Mercoled 6 Marzo 2002

«Amava il suo lavoro
e lo hanno ucciso»

di MARIA LOMBARDI

Achille è morto a pochi metri dalla Marea station wagon che era un po’ tutta la sua vita. Ventitré anni di taxi e chissà quante volte se l’era vista brutta, la notte che non finisce mai e non sai mai come va a finire. Ma Achille tornava a casa col sorriso, mai una parola su quant’è rischioso guidare un taxi, su quel cliente attaccabrighe o sulle minacce di quel tipo poco di buono. Tornava a casa sorridente e così lo ricorda la figlia. «Era un uomo solare, un amicone, entusiasta del suo lavoro», si commuove Raffaella, che ha 26 anni. «No, non si lamentava nemmeno dei soldi. Diceva che era bello il suo lavoro perché stava sempre a contatto con la gente». Ma è andata com’è andata, un cliente disonesto e il cuore l’hanno tradito.

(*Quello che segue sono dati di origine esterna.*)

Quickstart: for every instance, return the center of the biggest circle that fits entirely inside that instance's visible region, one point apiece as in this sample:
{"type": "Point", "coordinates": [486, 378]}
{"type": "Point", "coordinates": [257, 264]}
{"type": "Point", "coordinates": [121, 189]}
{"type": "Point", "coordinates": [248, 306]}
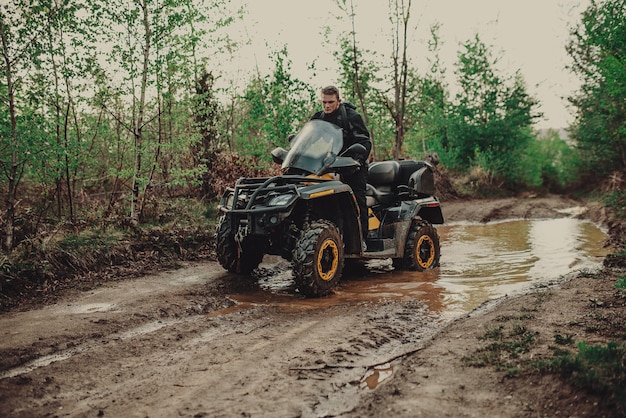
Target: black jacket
{"type": "Point", "coordinates": [347, 118]}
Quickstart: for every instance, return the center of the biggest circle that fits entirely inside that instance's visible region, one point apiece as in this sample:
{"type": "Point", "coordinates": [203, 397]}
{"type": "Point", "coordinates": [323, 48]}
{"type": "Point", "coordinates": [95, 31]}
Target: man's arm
{"type": "Point", "coordinates": [360, 132]}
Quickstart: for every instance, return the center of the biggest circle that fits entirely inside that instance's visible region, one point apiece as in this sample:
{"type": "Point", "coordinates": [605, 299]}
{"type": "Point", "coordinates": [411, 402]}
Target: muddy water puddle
{"type": "Point", "coordinates": [479, 262]}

E adesso Raffaella accusa: «Lo hanno ucciso, è stato un assassinio». E questo, in fondo, pensano un po’ tutti i tassisti: è capitato a lui, poteva capitare a ciascuno di noi di morire nella notte inseguendo pochi euro.
Nella casa di via Coriolano, all’Appio, c’è un viavai di colleghi. Salgono su ad abbracciare le due figlie, Raffaella e Sabrina, di 29 anni, e la moglie Rossella. Il papà non voleva che seguissero la sua strada. «Mi aveva detto: se vuoi prendi la patente, ma non fare questo lavoro - continua Raffaella - E’ già rischioso per un uomo, figuriamoci per una donna. Sapeva i rischi che correva, anche se non ce ne parlava, e non si sentiva tutelato».
Achille, 57 anni, originario di Montefalco, in provincia di Perugia, lavorava per la cooperativa 3570 dal 10 dicembre del 1979. «Era un mio stretto collaboratore - ricorda il presidente Loreno Bittarelli - s’occupava tra l’altro della promozione delle nostre attività nella zona dell’Appio Tuscolano. Ci univa il lavoro e anche la stessa origine, era del mio paese». Bittarelli non riesce a farsene una ragione. «Mi sembra strano: Achille era un uomo tranquillo, non era un tipo da mettersi a correre dietro un cliente che non paga». Ma questo è quel che raccontano i testimoni. «La verità è che il nostro è un mestieraccio poco considerato: chi si lamenta perché la corsa è troppo cara o perché c’è da pagare il supplemento notturno non considera che noi, al volante, mettiamo a repentaglio la nostra esistenza. Non voglio dire che siamo degli eroi della strada, ma perlomeno meritiamo rispetto».
Bittarelli calcola che durante ogni turno di notte di 7 giorni capitano in media due, tre rogne: il cliente che non paga, e questo è niente, quello che sale con l’intenzione di derubare il tassista, quello che minaccia con la pistola e si porta via la macchina. «Episodi che non vengono quasi mai denunciati - aggiunge il presidente del 3570 - non serve a niente ed è solo tempo che si perde. Aggredirci è un gioco da ragazzi». E poi, per cosa? Centoventicinque, centocinquanta euro, quando va bene.
Le aggressioni? «Sono ordinaria amministrazione - dice Davide Bologna della cooperativa Pronto taxi 6645 - qualche settimana fa, un cliente mi ha puntato una pistola: sono rimasto immobile e gli ho dato ragione, non ho avuto nemmeno il coraggio di alzare gli occhi. Ma mica possiamo fare la lastra alle persone che salgono, dobbiamo prendere tutti e che Dio ce la mandi buona».
Carlo Bologna, fratello di Davide e presidente dell'Ait, l'organizzazione sindacale autonoma dei tassisti, dice che se Achille avesse raggiunto il guadagno della giornata di certo non sarebbe corso dietro a un cliente per avere 5 o 10 euro. «Questa morte è la conseguenza di un lavoro usurante fatto in una città caotica, senza alcuna certezrza».